Теперь они наедине. Точнее, втроём. «Кирилл, Лиза и я». Промывка мозгов активно продолжается. Изничтожая советский компонент русского мира и всячески восхваляя всё дореволюционное. Нахраписто, агрессивно, безапелляционно.

 Пытаясь сохранить собственное лицо, Солоухин, естественно, всячески отнекивается от решающей роли встреч с Кириллом Бурениным: «Можно подумать, если перечесть предыдущие страницы, что я сопротивлялся пропаганде Кирилла и только постепенно под ударами его сокрушающей логики, подкрепленной цифрами и фактами, уступал свои позиции, образовывался и прозревал. Чудесным образом все произошло иначе. Оказалось, что всё (кроме, может быть, цифр и фактов) уже давно жило во мне либо где-то в глубине подсознания, либо в сознании же, но отделённое от активной действующей части сознания глухой звуконепроницаемой перегородкой. Может быть, происходила некая диффузия оттуда сюда, не более, но теперь перегородка вдруг прорвалась, лопнула».

Солоухин вжился в роль «настоящего русского писателя» и первенство в своём духовном перерождении никому не отдаст. Это для него принципиально – быть самодостаточным, монолитным и не подверженным никаким влияниям. Однако, факт остаётся фактом. Только после знакомства с Бурениным правоверный советский идеалист, который «всё понимает», становится последовательным и убеждённым антисоветчиком.

Причём, в этом деле возрождения-перерождения не обходится и без визита в дом «советника американского посольства». Как в начале 21 столетия, так и в 60-е годы века минувшего без американского посольства никакой духовный рост невозможен!

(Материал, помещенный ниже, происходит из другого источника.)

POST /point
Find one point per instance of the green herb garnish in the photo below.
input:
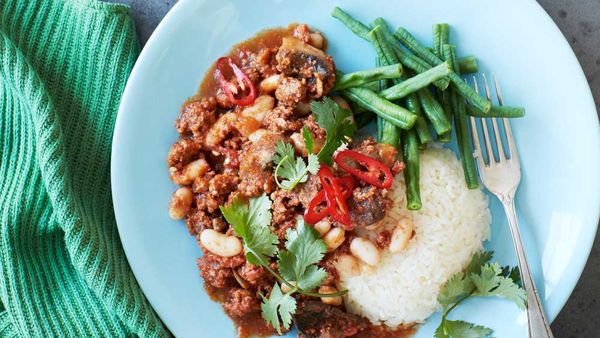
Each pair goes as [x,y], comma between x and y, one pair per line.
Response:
[338,124]
[480,279]
[293,169]
[298,269]
[252,222]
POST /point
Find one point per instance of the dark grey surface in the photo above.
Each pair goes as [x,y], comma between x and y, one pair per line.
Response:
[579,21]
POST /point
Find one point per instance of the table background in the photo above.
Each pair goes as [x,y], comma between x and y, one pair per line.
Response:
[579,20]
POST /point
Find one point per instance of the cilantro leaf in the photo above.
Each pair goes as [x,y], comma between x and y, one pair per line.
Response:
[479,279]
[278,305]
[305,248]
[462,329]
[478,260]
[336,121]
[309,142]
[440,332]
[457,287]
[293,169]
[251,222]
[491,282]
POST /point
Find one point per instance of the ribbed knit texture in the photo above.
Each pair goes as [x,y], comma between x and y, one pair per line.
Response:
[63,272]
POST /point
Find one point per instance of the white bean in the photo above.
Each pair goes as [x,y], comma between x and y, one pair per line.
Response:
[187,174]
[365,250]
[316,39]
[298,143]
[259,109]
[180,203]
[269,84]
[220,244]
[347,266]
[334,238]
[326,289]
[286,288]
[323,227]
[341,102]
[401,235]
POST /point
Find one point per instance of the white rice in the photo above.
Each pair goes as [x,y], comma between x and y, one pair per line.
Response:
[449,229]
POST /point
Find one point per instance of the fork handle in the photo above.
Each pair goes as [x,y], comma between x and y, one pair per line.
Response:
[537,324]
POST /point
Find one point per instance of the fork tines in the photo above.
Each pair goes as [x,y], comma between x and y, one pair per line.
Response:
[512,150]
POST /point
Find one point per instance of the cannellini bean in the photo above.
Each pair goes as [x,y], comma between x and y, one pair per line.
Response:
[246,125]
[323,227]
[269,85]
[365,250]
[220,244]
[341,102]
[258,110]
[401,235]
[347,266]
[316,39]
[180,203]
[302,108]
[286,288]
[187,174]
[219,129]
[326,289]
[298,143]
[334,238]
[258,134]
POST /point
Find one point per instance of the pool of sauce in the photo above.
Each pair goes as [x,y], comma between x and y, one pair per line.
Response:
[267,38]
[253,325]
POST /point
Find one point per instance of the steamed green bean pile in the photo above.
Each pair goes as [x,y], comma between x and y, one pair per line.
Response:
[415,91]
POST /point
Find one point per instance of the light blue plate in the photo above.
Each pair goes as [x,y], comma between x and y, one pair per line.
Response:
[559,140]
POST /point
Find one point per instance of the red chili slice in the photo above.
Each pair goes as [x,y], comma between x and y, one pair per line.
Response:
[317,208]
[336,202]
[368,170]
[237,86]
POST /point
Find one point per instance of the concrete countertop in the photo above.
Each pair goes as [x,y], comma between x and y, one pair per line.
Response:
[579,20]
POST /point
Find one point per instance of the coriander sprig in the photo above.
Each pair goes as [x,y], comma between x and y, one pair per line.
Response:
[293,169]
[338,124]
[479,279]
[298,268]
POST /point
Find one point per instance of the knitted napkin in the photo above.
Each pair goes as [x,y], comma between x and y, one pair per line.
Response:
[63,272]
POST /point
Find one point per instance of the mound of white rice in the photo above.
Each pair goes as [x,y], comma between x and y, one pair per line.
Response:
[449,229]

Буренин солирует: «Нас ждут на ужине в доме советника американского посольства. Владимир Алексеевич, вот ваш пригласительный билет. Сам он... Впрочем, это не важно. Жена у него – русская. Гадина. Контра. Внучка царского генерала. Обожает ваши книги, Владимир Алексеевич. Просила познакомить. Змея. Русская Жанна д'Арк. Готова на смерть. Махровая монархистка. Повесить на первом дереве. Культурнейший человек. Мать четырёх детей. Зовут Лика. Пошли!

Жизнь повернулась какой-то такой новой гранью, которая не снилась и во сне».

То есть, с одной стороны, писатель всячески упирает на свою активную роль в процессе, на то, что он действовал на равных со своими собеседниками. Но в действительности, вот эта оговорка насчёт «сна» многое объясняет. Поскольку именно слово «сон», некое состояние гипнотического забытья лучше всего объясняет то, что творилось с Солоухиным.

В действительности, он прекрасно понимает свою подчинённую роль, свою пассивность, свою неспособность вырваться из цепких клещей Буренина. Без малейшего сопротивления принимается и приглашение бывать на приёмах в посольстве. А чтобы уже наверняка снять с себя даже возможные обвинения в несамостоятельности мышления, тот фотограф наделяется чертами недюжинного организатора и общественного деятеля, перед которым никому не устоять:

«Весь день Кирилла проходил в безудержном кипении, которое мне лично было бы не под силу. Кипение начиналось около одиннадцати утра и заканчивалось после полуночи, иногда в два или в три часа ночи. Бесконечные телефонные звонки, бесконечная смена лиц (одни приходят, другие уходят), а потом вдруг – толчок изнутри (на часы он никогда не смотрел, обладая безошибочным чувством времени), и надо было ему мчаться куда-нибудь через всю Москву».

Ну, не человек, а пароход! Жаль, что о его существовании ещё не знал Аркадий Райкин, иначе предложение укреплять динамо-машину относилось бы не к крутящимся балеринам, а совсем к иному источнику вечной энергии.

«Приходили иностранцы, и он тотчас же сажал их за виски. Приходили редакторы журналов, искусствоведы, крупные работники Министерства культуры, музейные работники, газетчики, директора издательств. То есть не то чтобы валили толпами директора издательств или главные редакторы журналов. Но в разное время и в разных ситуациях можно было встретиться и с главным редактором, и с директором издательства, и с директором музея, и с заместителем министра, а то и с самим министром. И Бог знает с кем».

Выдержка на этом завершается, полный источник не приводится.